Albendazole, 400 mg/day, also has shown efficacy for therapy of microsporidial intestinal infections in patients with AIDS. Infection with Capillaria philippinensis can be treated with a 10-day treatment regimen with albendazole (400 mg/day). Albendazole is given with DEC to control LF in most parts of the world. The strategy is annual dosing with combination therapy for 4-6 years to maintain the microfilaremia at such low levels that transmission cannot occur. The period of therapy is estimated to correspond to the duration of fecundity of adult worms. To avoid serious reactions to dying microfilariae, the albendazole/ivermectin combination is recommended in locations where filariasis coexists with either onchocerciasis or loiasis.

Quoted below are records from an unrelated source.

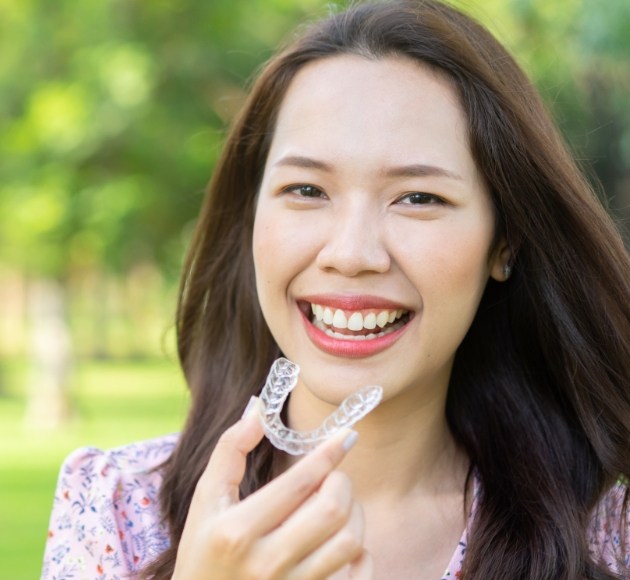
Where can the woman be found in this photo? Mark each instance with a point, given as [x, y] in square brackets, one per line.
[393, 159]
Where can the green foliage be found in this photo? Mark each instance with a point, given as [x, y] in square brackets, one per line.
[119, 403]
[113, 112]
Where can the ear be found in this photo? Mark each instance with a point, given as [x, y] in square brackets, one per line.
[501, 261]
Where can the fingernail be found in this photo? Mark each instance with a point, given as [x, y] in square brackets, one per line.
[350, 440]
[251, 405]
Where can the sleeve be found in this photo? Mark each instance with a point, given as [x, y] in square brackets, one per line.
[88, 535]
[609, 531]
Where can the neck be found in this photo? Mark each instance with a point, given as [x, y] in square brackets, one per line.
[405, 448]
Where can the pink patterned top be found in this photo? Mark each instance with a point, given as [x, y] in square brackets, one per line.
[106, 525]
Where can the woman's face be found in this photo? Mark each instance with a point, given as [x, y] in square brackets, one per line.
[373, 231]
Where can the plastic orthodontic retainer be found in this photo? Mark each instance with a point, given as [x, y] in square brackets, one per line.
[281, 381]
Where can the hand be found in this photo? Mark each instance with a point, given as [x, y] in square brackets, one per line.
[303, 525]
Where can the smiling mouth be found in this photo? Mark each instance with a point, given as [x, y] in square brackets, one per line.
[358, 325]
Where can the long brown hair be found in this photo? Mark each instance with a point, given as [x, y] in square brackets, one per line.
[539, 396]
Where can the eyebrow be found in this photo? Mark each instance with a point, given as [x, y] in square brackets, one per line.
[412, 170]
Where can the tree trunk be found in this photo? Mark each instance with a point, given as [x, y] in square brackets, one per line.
[48, 401]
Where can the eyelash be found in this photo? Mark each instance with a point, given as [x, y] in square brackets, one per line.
[421, 198]
[427, 199]
[299, 190]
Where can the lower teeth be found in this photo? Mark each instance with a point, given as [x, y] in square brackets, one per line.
[370, 336]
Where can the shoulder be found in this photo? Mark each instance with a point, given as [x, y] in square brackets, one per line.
[609, 530]
[106, 520]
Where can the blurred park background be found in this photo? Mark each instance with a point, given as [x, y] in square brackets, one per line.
[112, 114]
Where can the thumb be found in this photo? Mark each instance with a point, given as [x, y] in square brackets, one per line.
[219, 484]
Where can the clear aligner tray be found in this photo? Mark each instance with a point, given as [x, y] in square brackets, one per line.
[281, 381]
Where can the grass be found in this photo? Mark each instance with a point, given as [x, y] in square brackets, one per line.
[115, 403]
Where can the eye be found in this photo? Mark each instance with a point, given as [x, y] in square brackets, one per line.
[305, 190]
[419, 198]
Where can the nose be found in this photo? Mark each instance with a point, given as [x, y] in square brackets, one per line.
[354, 243]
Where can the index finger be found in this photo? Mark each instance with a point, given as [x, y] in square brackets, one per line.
[222, 477]
[274, 502]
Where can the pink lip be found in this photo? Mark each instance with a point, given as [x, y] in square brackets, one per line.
[350, 348]
[356, 302]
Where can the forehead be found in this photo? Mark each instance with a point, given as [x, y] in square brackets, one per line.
[389, 108]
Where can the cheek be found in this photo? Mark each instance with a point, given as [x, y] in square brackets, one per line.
[280, 249]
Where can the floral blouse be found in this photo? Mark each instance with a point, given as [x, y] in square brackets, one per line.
[106, 523]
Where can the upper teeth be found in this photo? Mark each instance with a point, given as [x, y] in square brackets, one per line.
[354, 319]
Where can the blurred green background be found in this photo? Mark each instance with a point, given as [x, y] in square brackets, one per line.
[112, 114]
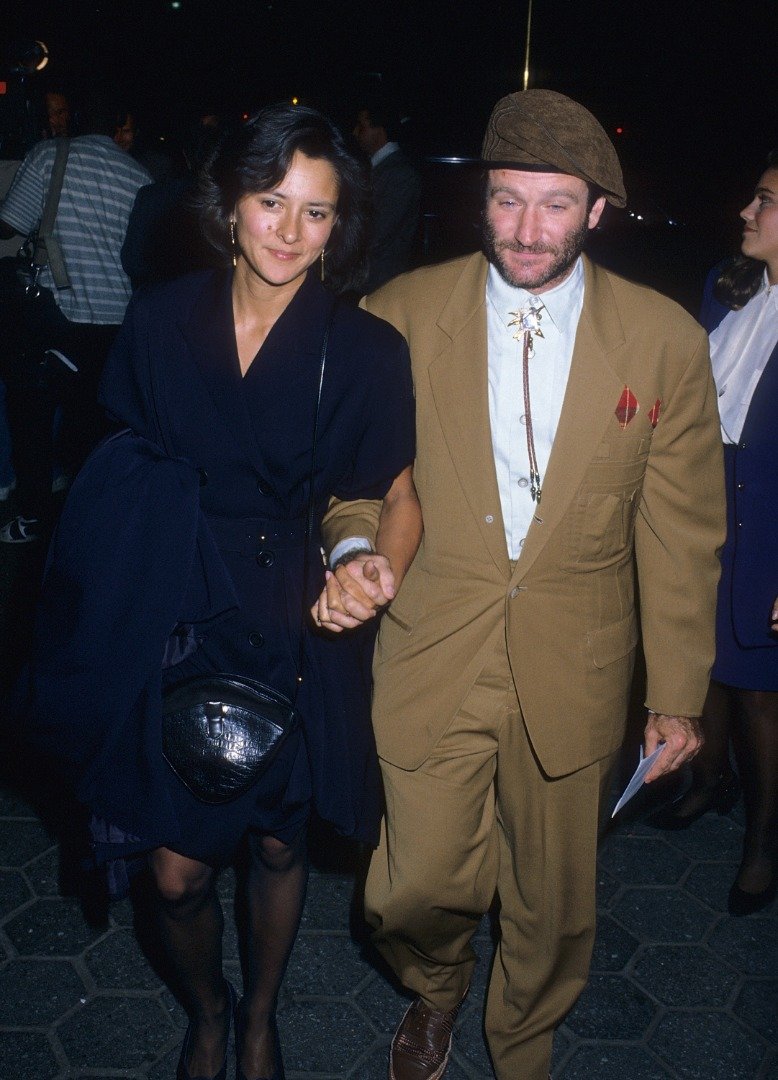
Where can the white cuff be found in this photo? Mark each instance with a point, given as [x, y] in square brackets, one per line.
[350, 543]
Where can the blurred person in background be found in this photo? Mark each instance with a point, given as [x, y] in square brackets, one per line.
[741, 312]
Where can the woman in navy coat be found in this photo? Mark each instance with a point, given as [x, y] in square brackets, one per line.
[741, 312]
[216, 375]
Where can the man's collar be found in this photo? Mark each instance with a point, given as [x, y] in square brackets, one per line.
[560, 301]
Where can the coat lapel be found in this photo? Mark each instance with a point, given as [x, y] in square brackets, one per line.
[593, 390]
[458, 378]
[210, 335]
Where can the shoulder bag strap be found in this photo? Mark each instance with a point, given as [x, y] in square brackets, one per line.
[311, 499]
[47, 250]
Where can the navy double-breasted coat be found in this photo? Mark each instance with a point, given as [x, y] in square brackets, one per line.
[242, 445]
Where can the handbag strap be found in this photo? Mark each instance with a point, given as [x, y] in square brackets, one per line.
[311, 498]
[47, 248]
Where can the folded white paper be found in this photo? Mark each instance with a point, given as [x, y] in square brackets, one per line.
[635, 783]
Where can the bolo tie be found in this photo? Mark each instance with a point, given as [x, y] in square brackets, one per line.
[527, 323]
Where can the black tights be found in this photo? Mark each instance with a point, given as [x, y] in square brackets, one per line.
[750, 717]
[190, 923]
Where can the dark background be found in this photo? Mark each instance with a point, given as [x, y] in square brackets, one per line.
[691, 83]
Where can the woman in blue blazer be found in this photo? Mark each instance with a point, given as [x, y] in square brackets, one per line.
[198, 557]
[741, 312]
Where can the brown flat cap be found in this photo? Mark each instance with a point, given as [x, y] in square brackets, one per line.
[542, 131]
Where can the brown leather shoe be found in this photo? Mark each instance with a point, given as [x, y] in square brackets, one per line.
[421, 1044]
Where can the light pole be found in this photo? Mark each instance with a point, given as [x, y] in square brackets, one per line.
[526, 51]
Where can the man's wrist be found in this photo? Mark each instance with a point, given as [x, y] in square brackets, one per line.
[346, 550]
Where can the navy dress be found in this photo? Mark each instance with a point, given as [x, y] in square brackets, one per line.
[747, 648]
[174, 379]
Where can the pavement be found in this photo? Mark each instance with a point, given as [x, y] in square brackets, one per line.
[679, 988]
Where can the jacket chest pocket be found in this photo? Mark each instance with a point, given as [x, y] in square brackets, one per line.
[600, 523]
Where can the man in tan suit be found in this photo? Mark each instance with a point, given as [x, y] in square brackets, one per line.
[568, 453]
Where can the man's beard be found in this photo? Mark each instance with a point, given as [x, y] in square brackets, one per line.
[563, 257]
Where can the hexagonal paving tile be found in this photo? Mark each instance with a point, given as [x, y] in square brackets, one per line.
[730, 1053]
[44, 873]
[117, 962]
[14, 892]
[709, 885]
[22, 840]
[329, 902]
[611, 1003]
[613, 945]
[115, 1033]
[749, 944]
[613, 1063]
[607, 886]
[27, 1055]
[24, 1004]
[685, 975]
[51, 928]
[383, 1004]
[662, 915]
[641, 860]
[758, 1006]
[710, 839]
[325, 964]
[326, 1037]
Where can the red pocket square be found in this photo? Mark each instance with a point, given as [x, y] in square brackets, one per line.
[627, 407]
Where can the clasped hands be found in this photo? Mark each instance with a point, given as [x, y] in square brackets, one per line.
[354, 592]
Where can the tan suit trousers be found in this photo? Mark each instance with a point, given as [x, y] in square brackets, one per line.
[480, 817]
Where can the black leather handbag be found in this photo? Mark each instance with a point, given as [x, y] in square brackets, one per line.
[220, 732]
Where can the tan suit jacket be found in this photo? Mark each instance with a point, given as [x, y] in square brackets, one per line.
[644, 497]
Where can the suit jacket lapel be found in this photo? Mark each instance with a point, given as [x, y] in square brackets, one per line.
[592, 393]
[458, 378]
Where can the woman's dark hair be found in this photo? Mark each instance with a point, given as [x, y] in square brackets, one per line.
[257, 156]
[741, 277]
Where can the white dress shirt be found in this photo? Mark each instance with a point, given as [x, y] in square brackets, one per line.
[740, 347]
[549, 368]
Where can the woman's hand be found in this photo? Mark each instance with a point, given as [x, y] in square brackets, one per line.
[354, 592]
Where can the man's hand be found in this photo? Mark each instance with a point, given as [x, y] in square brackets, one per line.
[682, 737]
[354, 592]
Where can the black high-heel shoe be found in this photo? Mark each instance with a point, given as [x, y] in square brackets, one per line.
[720, 796]
[183, 1071]
[278, 1072]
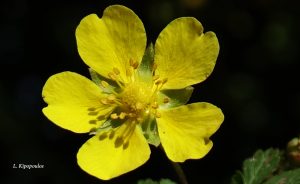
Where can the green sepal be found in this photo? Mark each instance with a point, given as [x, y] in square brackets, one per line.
[96, 78]
[287, 177]
[149, 127]
[145, 68]
[176, 97]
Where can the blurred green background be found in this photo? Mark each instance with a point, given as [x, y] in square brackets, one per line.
[255, 83]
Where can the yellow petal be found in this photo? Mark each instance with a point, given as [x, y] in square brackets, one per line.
[110, 42]
[102, 156]
[184, 54]
[184, 131]
[73, 102]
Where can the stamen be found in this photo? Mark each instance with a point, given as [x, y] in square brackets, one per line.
[102, 136]
[131, 115]
[155, 105]
[155, 77]
[164, 80]
[114, 116]
[104, 84]
[111, 97]
[116, 71]
[158, 82]
[122, 115]
[104, 101]
[112, 76]
[131, 61]
[154, 67]
[129, 72]
[139, 106]
[93, 131]
[157, 114]
[166, 100]
[135, 65]
[112, 134]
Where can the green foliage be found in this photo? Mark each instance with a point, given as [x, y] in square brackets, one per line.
[177, 97]
[96, 78]
[287, 177]
[146, 66]
[258, 168]
[266, 167]
[150, 181]
[149, 127]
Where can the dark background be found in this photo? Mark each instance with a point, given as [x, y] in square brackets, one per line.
[255, 83]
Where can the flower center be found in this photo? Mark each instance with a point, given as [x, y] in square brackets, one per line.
[137, 98]
[132, 102]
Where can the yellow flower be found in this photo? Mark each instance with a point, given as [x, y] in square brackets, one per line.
[138, 101]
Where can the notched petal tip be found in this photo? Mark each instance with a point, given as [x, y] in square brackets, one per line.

Toxicity, Side Effects, Precautions, and Contraindications. Excluding thiabendazole, the BZs have excellent safety profiles. Overall, the incidence of side effects, primarily mild GI symptoms, occur in only 1% of treated children. Side effects frequently encountered with therapeutic doses include anorexia, nausea, vomiting, and dizziness. Mebendazole does not cause significant systemic toxicity in routine clinical use, due to its low systemic bioavailability. Transient symptoms of abdominal pain, distention, and diarrhea have occurred in cases of massive infestation and expulsion of GI worms. Albendazole produces few side effects when used for short-term therapy of GI helminth infections, even in patients with heavy worm burdens. Even in long-term therapy of cystic hydatid disease and neurocysticercosis, albendazole is well tolerated by most patients. The most common side effect is liver dysfunction, generally manifested by an increase in serum transaminase levels; rarely jaundice may be noted, but enzyme activities return to normal after therapy is completed. Liver function tests should be conducted during protracted albendazole therapy; the drug is not recommended for patients with cirrhosis. The safety of albendazole in children <2 years of age has not been established.
The BZs as a group display few clinically significant interactions with other drugs. Albendazole may induce its own metabolism; plasma levels of its sulfoxide metabolites can be increased by coadministration of glucocorticoids and possibly praziquantel. Caution is advised when using high doses of albendazole together with general inhibitors of hepatic CYPs. Coadministration of cimetidine can increase the bioavailability of mebendazole.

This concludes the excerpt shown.